QUESTION YOUR KNOWLEDGE

Put the components of the nervous system into the right boxes.

GCSE

  1. EITHER: (2 marks)

    Draw the diagram above and label it correctly

    Name and put the term in the correct box.

  2. Define the Central Nervous System (CNS). (2 marks)

  3. Explain the primary functions of the CNS. (4 marks)

  4. Describe the role of the spinal cord within the CNS. (3 marks)

  5. What are the main components of the Peripheral Nervous System (PNS)? (2 marks)

  6. Differentiate between the somatic nervous system and the autonomic nervous system within the PNS. (4 marks)

  7. Provide an example of a reflex action controlled by the PNS. (2 marks)

  8. Describe the structure and function of sensory neurons in the nervous system. (3 marks)

  9. Explain the role of motor neurons in transmitting signals within the nervous system. (3 marks)

  10. How does the somatic nervous system differ from the autonomic nervous system regarding neuron functions? (Additional 2 marks)

  11. Define the sympathetic nervous system and the parasympathetic nervous system. (4 marks)

  12. Compare and contrast the effects of the sympathetic and parasympathetic divisions on bodily functions during the "fight or flight" response and relaxation, respectively. (5 marks)

  13. Outline the key divisions of the human nervous system. (3 marks)

  14. Explain why the spinal cord is essential for reflex actions. (3 marks

A LEVEL

  1. What is the main function of the human nervous system? (2 marks)

  2. How does the nervous system facilitate communication between different parts of the body? (2 marks)

  3. What is the approximate percentage of the body's weight that the brain represents? (1 mark)

  4. Name the two main divisions of the human nervous system. (2 marks)

  5. What are the components of the central nervous system (CNS)? (marks)

  6. Explain the role of the spinal cord in the central nervous system. (2 marks)

  7. What are the primary functions of the spinal cord? (2 marks) b.

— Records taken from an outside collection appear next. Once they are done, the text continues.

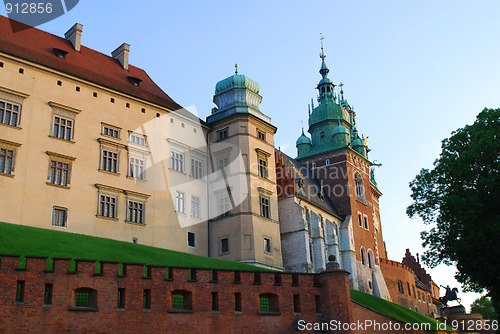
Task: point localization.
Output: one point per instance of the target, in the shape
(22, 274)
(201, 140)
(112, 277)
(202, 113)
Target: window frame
(9, 146)
(65, 218)
(65, 113)
(52, 178)
(15, 98)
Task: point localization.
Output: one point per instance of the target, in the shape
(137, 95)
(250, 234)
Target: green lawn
(392, 310)
(24, 240)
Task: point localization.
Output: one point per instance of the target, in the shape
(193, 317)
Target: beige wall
(27, 199)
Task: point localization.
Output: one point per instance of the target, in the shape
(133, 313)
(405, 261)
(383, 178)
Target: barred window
(179, 202)
(110, 161)
(264, 207)
(59, 173)
(59, 216)
(63, 128)
(195, 206)
(9, 113)
(107, 206)
(136, 169)
(6, 161)
(135, 212)
(196, 169)
(177, 161)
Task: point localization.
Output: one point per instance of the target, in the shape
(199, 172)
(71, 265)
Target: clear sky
(413, 70)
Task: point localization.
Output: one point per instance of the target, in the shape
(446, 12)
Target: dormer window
(60, 53)
(135, 81)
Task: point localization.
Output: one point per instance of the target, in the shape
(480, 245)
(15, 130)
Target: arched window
(360, 189)
(400, 287)
(371, 259)
(269, 302)
(181, 300)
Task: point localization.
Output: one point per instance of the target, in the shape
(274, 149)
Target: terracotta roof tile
(37, 46)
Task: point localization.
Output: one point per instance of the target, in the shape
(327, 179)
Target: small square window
(267, 245)
(192, 239)
(223, 246)
(59, 216)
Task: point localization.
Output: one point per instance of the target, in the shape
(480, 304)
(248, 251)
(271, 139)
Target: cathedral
(90, 144)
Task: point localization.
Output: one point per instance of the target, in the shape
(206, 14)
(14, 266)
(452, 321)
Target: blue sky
(413, 71)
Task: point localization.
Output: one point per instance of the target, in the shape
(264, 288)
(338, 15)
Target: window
(263, 167)
(146, 299)
(85, 297)
(120, 300)
(110, 130)
(136, 168)
(296, 303)
(196, 169)
(7, 156)
(110, 161)
(135, 212)
(264, 206)
(20, 291)
(261, 135)
(177, 161)
(59, 216)
(10, 113)
(107, 201)
(179, 202)
(237, 302)
(267, 245)
(224, 245)
(224, 206)
(192, 239)
(400, 287)
(363, 256)
(222, 134)
(215, 301)
(47, 295)
(195, 206)
(137, 138)
(181, 300)
(360, 189)
(317, 300)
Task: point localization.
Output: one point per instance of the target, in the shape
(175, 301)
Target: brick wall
(29, 315)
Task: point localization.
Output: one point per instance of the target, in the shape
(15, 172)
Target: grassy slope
(24, 240)
(392, 310)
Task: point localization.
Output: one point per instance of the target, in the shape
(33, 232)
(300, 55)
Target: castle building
(90, 144)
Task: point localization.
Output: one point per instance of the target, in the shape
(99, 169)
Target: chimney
(74, 35)
(121, 54)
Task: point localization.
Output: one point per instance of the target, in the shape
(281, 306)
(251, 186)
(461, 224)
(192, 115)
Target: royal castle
(90, 144)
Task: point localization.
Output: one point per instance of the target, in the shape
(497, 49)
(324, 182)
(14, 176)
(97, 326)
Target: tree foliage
(460, 199)
(484, 306)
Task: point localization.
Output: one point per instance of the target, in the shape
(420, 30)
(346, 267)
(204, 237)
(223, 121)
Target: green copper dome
(303, 139)
(326, 112)
(236, 81)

How does the spinal cord contribute to the coordination of voluntary movements? (2 marks)

  8. What happens to bodily functions if the spinal cord is damaged below a certain point? (3 marks)

  9. Name the four main areas of the brain. (2 marks)

  10. Provide an example of a function associated with each of the four main areas of the brain. (4 marks) c. How do the two cerebral hemispheres communicate with each other? (2 marks)

  11. What does the peripheral nervous system (PNS) consist of? (2 marks)

  12. Differentiate between the somatic nervous system and the autonomic nervous system. (3 marks) c. What is the primary function of sensory neurons in the somatic nervous system? (2 marks)

  13. Explain why the autonomic nervous system (ANS) is necessary for the body. (2 marks)

  14. Name the two divisions of the ANS and describe their typical effects on bodily functions. (4 marks)

  15. How do the sympathetic and parasympathetic divisions of the ANS differ regarding neurotransmitters and their effects? (3 marks)

  16. Describe the primary functions of the sympathetic nervous system (SNS). (2 marks)

  17. How does the SNS prepare the body to respond to emergencies? (3 marks) c. Explain the role of the parasympathetic nervous system (PNS) in relaxing the body. (3 mark.